His most enduring legislative achievement was the Codex Theodosianus, completed in 438, which gathered all imperial legislation since Constantine I into a single collection and later formed a basis for the law code of Emperor Justinian I.
Theodosius earned the epithet 'the Calligrapher' for his aptitude in mathematics, history, astronomy, and writing. A surviving papyrus preserves his handwriting — described as the only extant handwriting of a Roman emperor before 476.
The Council of Ephesus and the Doctrinal Controversies
Theodosius was a devoted Nicene Christian who engaged closely in the doctrinal controversies of his age over the nature of Christ. Having met the monk Nestorius during a visit to Syria, he appointed him Archbishop of Constantinople in 428. Nestorius proposed the compromise title 'Christotokos' to resolve debates over whether Mary could be called 'Theotokos,' the birth-giver of God; his position was rejected as heretical and was opposed by Archbishop Cyril of Alexandria and by Pulcheria.
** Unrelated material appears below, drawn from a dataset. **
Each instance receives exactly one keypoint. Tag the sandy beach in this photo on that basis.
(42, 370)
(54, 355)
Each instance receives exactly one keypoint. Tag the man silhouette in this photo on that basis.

At Nestorius's own urging, Theodosius summoned a general council, setting Pentecost (7 June 431) as its opening date and choosing Ephesus — a place long associated with the veneration of the Theotokos — as its location. He appointed Count Candidian to represent imperial interests and keep order, instructing him to remain neutral in the theological proceedings. The First Council of Ephesus in 431, reckoned as the Third Ecumenical Council, affirmed the title Theotokos and condemned Nestorius, who was exiled to Egypt. Theodosius had at first firmly supported Nestorius, but after communications from Cyril's faction he ratified the depositions decreed by Cyril's council and ultimately accepted it as legitimate, allowing it to declare Mary as Theotokos and to condemn Nestorianism as heresy.
Nearly twenty years later the abbot Eutyches advanced the miaphysite view that Christ's natures were unified as one. Condemned by Archbishop Flavian of Constantinople but supported by Dioscorus of Alexandria, Eutyches was restored at the Second Council of Ephesus in 449, where Flavian was deposed — an assembly Pope Leo I denounced as the 'robber synod.' Theodosius supported this outcome, influenced by the eunuch Chrysaphius, who in 441 had brought about Pulcheria's dismissal from court. The decisions of 449 were reversed by the Council of Chalcedon in 451, after Theodosius's death.
Death and Burial
Theodosius died on 28 July 450, aged forty-nine, after falling from his horse while crossing the River Lycus and severely injuring his spine. He was buried in the Church of the Holy Apostles in Constantinople in a porphyry sarcophagus. His sister Pulcheria then married the military official Marcian, who succeeded him as emperor and convened the Council of Chalcedon.
The Oriental Orthodox Church also honors Theodosius, particularly among those who regarded him favorably for his support of Eutyches; this veneration lies outside the scope of Eastern Orthodox commemoration.